6 motivi per cui mi trasferirei a Chiang Mai domani

Montare in sella ad una bici e sfrecciare tra il traffico dei vicoli stretti della seconda città più grande della Thailandia è il modo migliore per esplorare Chiang Mai, un groviglio vivo e colorato che vi conquisterà subito. Il centro storico è costeggiato da un fossato e racchiuso da una cinta muraria in alcuni punti rimasta intatta, mentre al di fuori brulicano quartieri diversissimi tra di loro, tutti da scoprire. Le quattro porte di acceso al centro storico risalgono all’epoca della costruzione dell’ex capitale del Regno Lanna (1296), e sono i punti di riferimento perfetti per chi come me si perde anche in bagno per andare dal water al bidet.

Chiang Mai non ha nulla a che vedere con la sua sorella maggiore Bangkok: la capitalona trafficata, chiassosa e burina lascia infatti il posto ad una cittadina viva ma rilassata, circondata da dolci colli ed immersa nel verde e bagnata dal fiume Ping. Qui hanno sede parecchi co-working che le danno un respiro internazionale, e molte sono le ONG ed i centri di volontariato dedicati a natura, animali e bimbi: completa l’idillico quadretto un mix perfetto di autentica cultura thai aperta tuttavia al progresso e curiosa ad inglobare tendenze e culture lontane.

A Chiang Mai ho dedicato due giorni pieni, inforcando la bici la mattina presto fino al calar del sole, che nel nord della Thailandia avviene non oltre le 18.30. Tutto inizia e finisce presto ed è il posto perfetto per gli animali diurni come me, anche se non mancano di certo svaghi e divertimenti.
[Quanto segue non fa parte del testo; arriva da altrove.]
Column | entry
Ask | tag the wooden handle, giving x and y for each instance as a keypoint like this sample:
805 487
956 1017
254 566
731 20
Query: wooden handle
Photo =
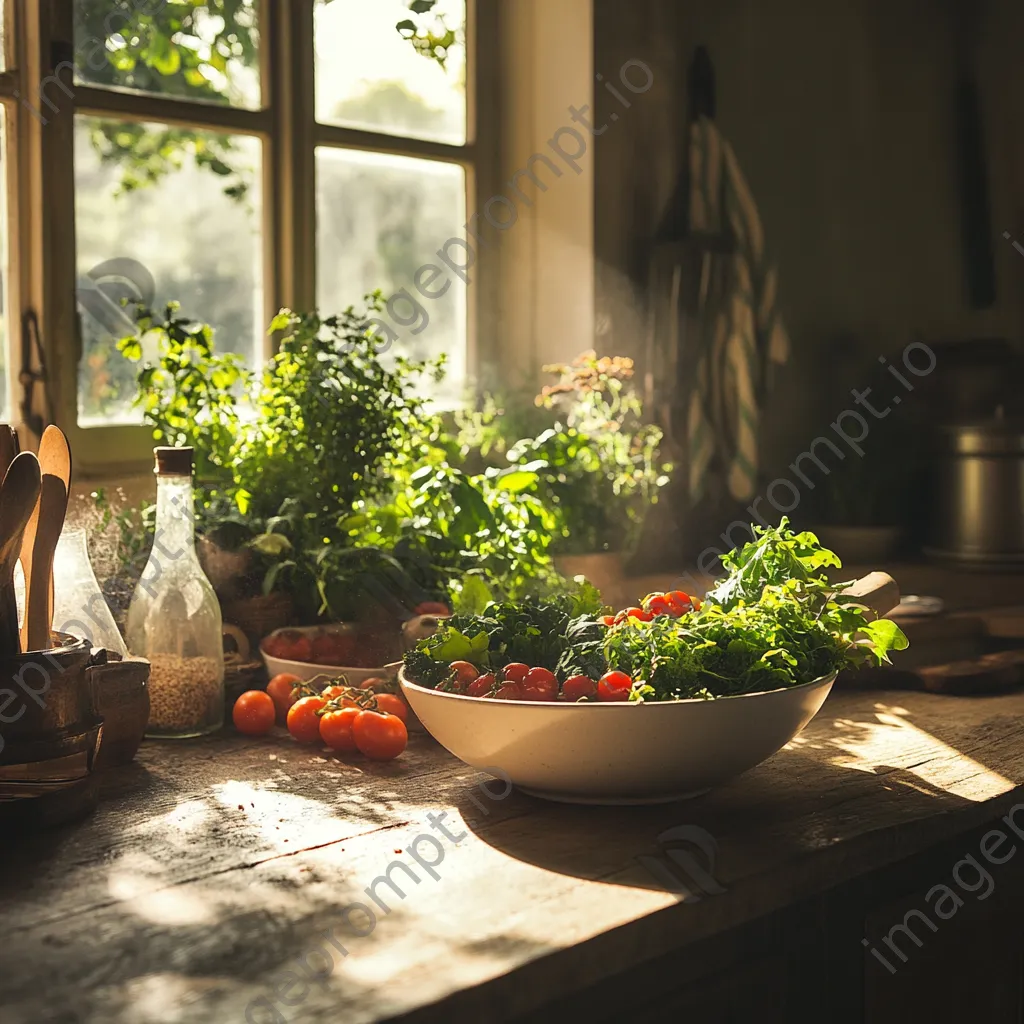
877 591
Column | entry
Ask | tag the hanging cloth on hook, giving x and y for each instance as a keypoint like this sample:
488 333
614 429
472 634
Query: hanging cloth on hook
739 332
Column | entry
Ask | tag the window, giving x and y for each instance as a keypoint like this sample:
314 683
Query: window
236 156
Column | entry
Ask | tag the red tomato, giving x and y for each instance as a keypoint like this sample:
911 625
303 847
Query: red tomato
431 608
303 722
540 684
515 672
613 686
336 728
254 713
391 704
639 614
282 691
480 686
465 673
510 691
381 737
579 686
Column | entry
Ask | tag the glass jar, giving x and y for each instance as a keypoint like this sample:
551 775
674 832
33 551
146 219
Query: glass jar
79 605
174 617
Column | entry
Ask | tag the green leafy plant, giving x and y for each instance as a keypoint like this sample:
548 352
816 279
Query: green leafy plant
330 469
189 48
597 463
775 622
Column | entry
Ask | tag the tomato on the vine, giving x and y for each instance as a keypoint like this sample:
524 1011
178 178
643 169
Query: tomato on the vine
540 684
514 672
639 614
380 737
480 686
613 686
334 691
303 722
336 728
579 686
254 713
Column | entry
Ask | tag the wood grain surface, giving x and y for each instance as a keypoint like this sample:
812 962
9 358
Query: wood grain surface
214 869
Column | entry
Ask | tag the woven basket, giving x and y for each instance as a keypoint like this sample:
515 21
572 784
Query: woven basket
257 616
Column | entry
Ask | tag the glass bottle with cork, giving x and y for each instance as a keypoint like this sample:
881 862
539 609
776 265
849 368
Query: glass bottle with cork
174 617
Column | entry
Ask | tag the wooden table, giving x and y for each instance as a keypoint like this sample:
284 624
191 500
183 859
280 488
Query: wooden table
214 869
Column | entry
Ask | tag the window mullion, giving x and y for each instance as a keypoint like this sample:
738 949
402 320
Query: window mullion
46 141
291 178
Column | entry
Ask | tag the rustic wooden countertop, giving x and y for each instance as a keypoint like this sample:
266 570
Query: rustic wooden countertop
213 870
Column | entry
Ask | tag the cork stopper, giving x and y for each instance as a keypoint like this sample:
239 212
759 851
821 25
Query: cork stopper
173 462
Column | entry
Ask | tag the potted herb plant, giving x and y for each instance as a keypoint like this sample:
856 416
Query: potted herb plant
597 462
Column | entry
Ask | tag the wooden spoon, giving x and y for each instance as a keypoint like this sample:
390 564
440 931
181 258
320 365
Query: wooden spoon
18 497
8 448
877 591
41 539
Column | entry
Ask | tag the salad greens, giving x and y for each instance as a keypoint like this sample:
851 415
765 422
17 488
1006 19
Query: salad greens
775 621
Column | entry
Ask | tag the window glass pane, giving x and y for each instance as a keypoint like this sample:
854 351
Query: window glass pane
4 274
187 48
380 219
371 76
162 214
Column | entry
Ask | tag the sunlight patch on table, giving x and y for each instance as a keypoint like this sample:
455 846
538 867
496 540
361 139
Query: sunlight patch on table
892 741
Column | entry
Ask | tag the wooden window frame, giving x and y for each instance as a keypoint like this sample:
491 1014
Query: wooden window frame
41 186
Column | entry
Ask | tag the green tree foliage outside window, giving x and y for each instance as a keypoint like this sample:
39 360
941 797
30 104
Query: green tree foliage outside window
188 49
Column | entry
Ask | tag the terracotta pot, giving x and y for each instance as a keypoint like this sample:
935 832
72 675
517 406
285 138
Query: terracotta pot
258 616
603 569
121 695
224 569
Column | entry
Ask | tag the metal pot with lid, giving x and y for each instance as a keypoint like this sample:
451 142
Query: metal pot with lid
978 494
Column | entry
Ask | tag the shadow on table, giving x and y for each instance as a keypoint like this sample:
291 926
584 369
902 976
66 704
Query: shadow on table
829 788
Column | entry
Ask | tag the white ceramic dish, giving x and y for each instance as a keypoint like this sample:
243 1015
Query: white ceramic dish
616 753
308 670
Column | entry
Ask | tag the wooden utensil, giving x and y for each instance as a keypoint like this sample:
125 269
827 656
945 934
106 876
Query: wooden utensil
18 497
877 591
41 538
9 448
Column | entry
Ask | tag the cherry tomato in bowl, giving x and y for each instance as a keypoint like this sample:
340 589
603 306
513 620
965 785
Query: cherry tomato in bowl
540 684
578 687
254 713
614 686
481 686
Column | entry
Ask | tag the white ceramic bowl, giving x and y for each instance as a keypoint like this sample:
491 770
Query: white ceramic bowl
616 753
309 670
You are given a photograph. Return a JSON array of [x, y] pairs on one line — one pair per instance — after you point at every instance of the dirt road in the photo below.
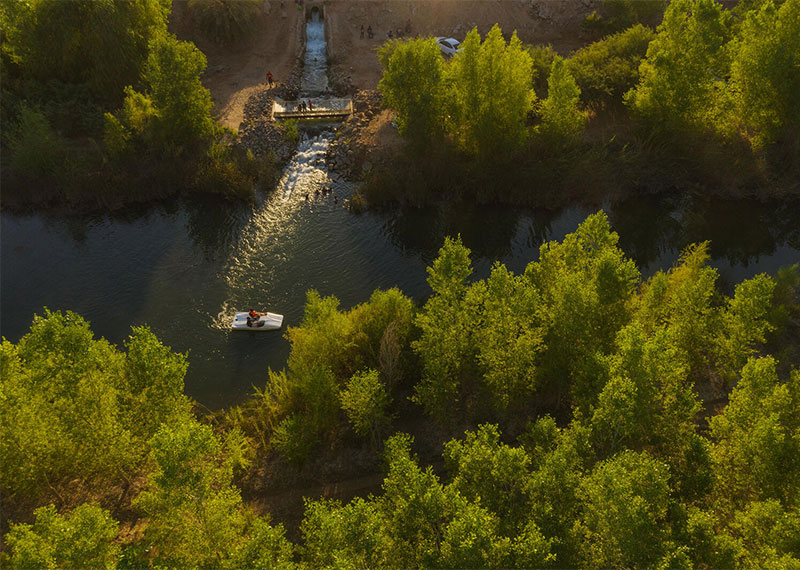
[[237, 72]]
Ecco quello che più mi è piaciuto durante quelle ore felici che hanno fatto di Chiang Mai un posto dove mi trasferirei domani:

  1. I templi della citta vecchia

Una visita alla città non potrà non includere un tour dei suoi mitici templi, oltre 300, dove sará possibilie imbattersi in monaci intenti a pregare o spazzare le foglie. Dal più celebre Wat Phra Sing, eccellente esempio di architettura Lanna al Wat Chedi Luang fino al mio preferito in assoluto, il Wat Phan Tao interamente in legno di teak con un piccolo stagno su cui camminare grazie a un ponticello disseminato da ombrellini di carta. Imperdibili il Wat Chiang Man, il più antico tempio della citta, ed il Wat Chedi Luang, danneggiato in parte da un terremoto del XVI secolo, in parte dalle cannonate sparate dal re ai birmani. Al suo interno le donne non possono entrare poiché, avverte un cartello, il mestruo è considerato offensivo: come se a noi ci piacesse avere il menarca ogni mese, eh.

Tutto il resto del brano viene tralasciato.